Telling Left from Right identifies the problem of geometry-aware semantic correspondence and analyzes the geometric understanding of the pretrained features of foundation models, i.e., Stable Diffusion and DINOv2. We propose several techniques to improve it with a lightweight post-processor and achieve state-of-the-art performance on multiple benchmarks, e.g., 85.6 [email protected] at SPair-71k. We also introduce a large-scale and challenging semantic correspondence benchmark based on AP-10k dataset, for both pretraining and evaluation.

This repository is the official implementation of the paper:

Telling Left from Right: Identifying Geometry-Aware Semantic Correspondence Junyi Zhang, Charles Herrmann, Junhwa Hur, Eric Chen, Varun Jampani, Deqing Sun*, Ming-Hsuan Yang* CVPR, 2024. [Project Page] [Paper]

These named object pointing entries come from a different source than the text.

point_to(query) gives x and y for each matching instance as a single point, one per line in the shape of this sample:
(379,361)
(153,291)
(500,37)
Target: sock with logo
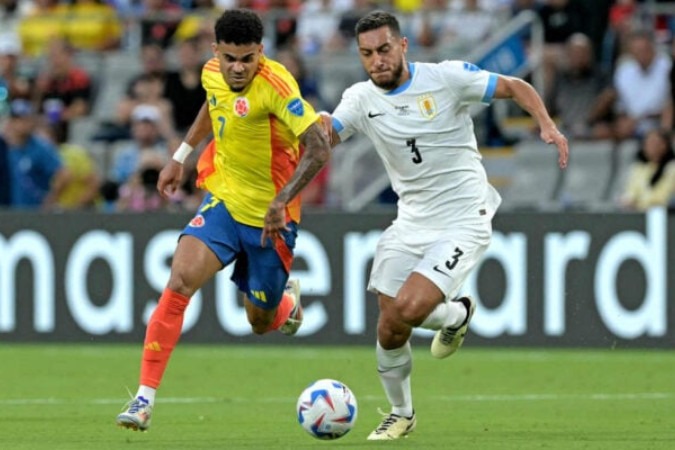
(394,367)
(283,311)
(161,336)
(446,314)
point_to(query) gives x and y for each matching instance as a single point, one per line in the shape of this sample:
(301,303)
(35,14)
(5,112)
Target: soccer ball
(327,409)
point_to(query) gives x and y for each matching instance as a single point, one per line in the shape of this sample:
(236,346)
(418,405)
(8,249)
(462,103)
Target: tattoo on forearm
(316,155)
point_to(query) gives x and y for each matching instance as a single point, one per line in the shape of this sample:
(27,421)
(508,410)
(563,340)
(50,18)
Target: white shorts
(446,257)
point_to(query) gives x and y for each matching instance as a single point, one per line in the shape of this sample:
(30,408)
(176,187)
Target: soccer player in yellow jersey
(253,174)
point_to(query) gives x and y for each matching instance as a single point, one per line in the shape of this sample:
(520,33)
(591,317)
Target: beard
(394,82)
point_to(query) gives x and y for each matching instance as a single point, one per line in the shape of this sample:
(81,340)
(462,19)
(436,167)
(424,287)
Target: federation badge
(427,106)
(296,107)
(241,106)
(197,221)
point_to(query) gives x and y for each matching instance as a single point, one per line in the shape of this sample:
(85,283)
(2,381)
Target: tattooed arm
(315,156)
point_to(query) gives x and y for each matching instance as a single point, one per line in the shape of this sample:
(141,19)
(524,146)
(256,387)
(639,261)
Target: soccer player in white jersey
(416,115)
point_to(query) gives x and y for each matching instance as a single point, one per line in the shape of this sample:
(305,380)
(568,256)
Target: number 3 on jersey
(417,156)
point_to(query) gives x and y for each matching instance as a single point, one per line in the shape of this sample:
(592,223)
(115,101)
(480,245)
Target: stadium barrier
(568,280)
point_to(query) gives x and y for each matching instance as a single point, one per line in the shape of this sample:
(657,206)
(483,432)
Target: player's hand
(275,223)
(170,178)
(551,135)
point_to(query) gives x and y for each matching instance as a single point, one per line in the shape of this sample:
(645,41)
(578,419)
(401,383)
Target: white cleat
(292,324)
(136,416)
(393,427)
(448,340)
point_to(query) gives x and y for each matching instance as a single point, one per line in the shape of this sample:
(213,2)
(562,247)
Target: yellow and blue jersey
(256,147)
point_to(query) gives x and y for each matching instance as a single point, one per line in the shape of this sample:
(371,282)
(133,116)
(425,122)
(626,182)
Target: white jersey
(424,135)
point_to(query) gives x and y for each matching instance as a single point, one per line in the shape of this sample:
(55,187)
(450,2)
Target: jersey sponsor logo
(296,107)
(427,106)
(471,67)
(402,110)
(241,106)
(197,221)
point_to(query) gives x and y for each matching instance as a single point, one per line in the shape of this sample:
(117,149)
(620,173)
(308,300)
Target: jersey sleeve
(471,83)
(347,114)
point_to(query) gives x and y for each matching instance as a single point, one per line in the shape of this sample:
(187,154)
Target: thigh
(393,263)
(193,265)
(214,226)
(450,258)
(262,272)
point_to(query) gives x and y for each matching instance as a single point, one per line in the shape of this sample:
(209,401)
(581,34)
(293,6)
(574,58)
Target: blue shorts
(260,272)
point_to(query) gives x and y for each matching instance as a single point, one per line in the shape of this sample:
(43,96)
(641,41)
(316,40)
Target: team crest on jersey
(197,221)
(241,106)
(471,67)
(427,106)
(296,107)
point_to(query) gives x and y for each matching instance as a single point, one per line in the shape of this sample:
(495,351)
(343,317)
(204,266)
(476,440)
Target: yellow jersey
(256,147)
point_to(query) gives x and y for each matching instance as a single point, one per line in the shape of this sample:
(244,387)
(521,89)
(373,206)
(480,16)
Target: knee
(180,282)
(392,335)
(410,310)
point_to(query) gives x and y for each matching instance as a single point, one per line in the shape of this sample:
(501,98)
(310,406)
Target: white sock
(394,367)
(446,314)
(147,393)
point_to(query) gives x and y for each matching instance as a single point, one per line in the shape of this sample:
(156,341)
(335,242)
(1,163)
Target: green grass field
(242,397)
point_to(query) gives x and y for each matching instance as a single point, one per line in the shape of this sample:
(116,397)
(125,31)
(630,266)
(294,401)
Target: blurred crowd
(608,72)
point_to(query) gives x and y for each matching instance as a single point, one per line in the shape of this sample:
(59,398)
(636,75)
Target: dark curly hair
(239,27)
(375,20)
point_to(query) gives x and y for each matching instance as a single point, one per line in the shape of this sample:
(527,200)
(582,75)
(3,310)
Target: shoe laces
(389,420)
(136,405)
(448,334)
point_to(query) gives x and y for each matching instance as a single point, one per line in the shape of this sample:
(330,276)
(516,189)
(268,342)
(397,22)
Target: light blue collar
(404,86)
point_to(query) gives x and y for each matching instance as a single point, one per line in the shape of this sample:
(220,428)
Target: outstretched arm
(172,174)
(315,156)
(527,98)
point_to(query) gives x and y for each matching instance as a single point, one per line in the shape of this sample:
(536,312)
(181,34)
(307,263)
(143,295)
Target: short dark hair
(375,20)
(239,27)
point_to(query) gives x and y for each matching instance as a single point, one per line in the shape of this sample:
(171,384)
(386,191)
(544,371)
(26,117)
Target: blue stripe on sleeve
(491,88)
(337,125)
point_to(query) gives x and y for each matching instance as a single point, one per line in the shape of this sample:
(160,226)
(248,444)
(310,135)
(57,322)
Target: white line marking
(447,398)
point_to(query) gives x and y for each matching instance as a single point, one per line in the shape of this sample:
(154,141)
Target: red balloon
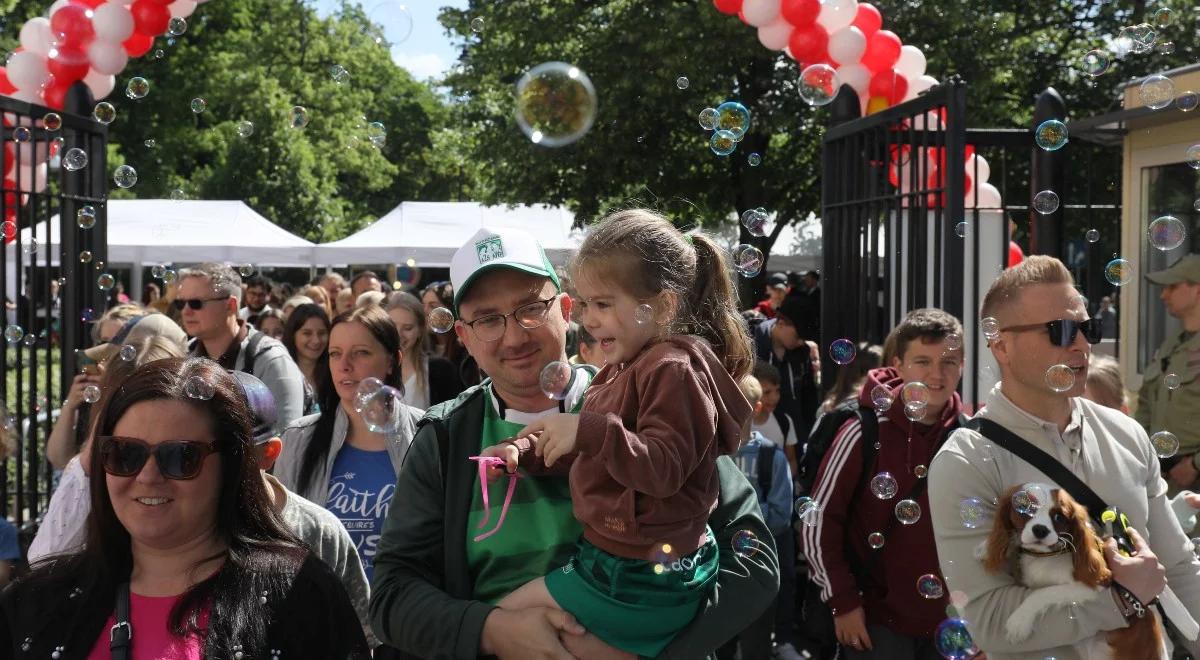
(72,25)
(151,18)
(868,19)
(727,6)
(891,85)
(138,45)
(809,45)
(882,51)
(801,13)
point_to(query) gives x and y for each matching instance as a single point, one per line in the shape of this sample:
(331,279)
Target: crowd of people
(642,502)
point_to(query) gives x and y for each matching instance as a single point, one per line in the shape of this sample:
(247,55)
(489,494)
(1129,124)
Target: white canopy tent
(431,232)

• Telling Left from Right: Identifying Geometry-Aware Semantic Correspondence
  • Environment Setup
  • Get Started
    • Prepare the data
    • Pre-extract the feature maps
    • (Optional) Pre-extract the instance masks
  • Demo (Quick Start)
    • Extrating/Visualization the post-processed features
    • Global pose awareness analysis (Paper Sec. 3.4)
  • Training/Evaluation
    • (Pre-)Training on the AP-10k dataset
    • Training on the SPair-71k dataset (with pretrained weight)
    • Training on the PF-Pascal dataset (with pretrained weight)
  • Inference
    • Inference in the unsupervised setting
    • Inference in the supervised setting
  • Citation
  • Acknowledgement

To install the required dependencies, use the following commands:

conda create -n geo-aware python=3.9
conda activate geo-aware
conda install pytorch=1.13.1 torchvision=0.14.1 pytorch-cuda=11.6 -c pytorch -c nvidia
conda install -c "nvidia/label/cuda-11.6.1" libcusolver-dev
git clone [email protected]:Junyi42/GeoAware-SC.git 
cd GeoAware-SC
pip install -e .

PS: There are some common issues when installing Mask2Former. You might find this issue helpful if you encounter any problems.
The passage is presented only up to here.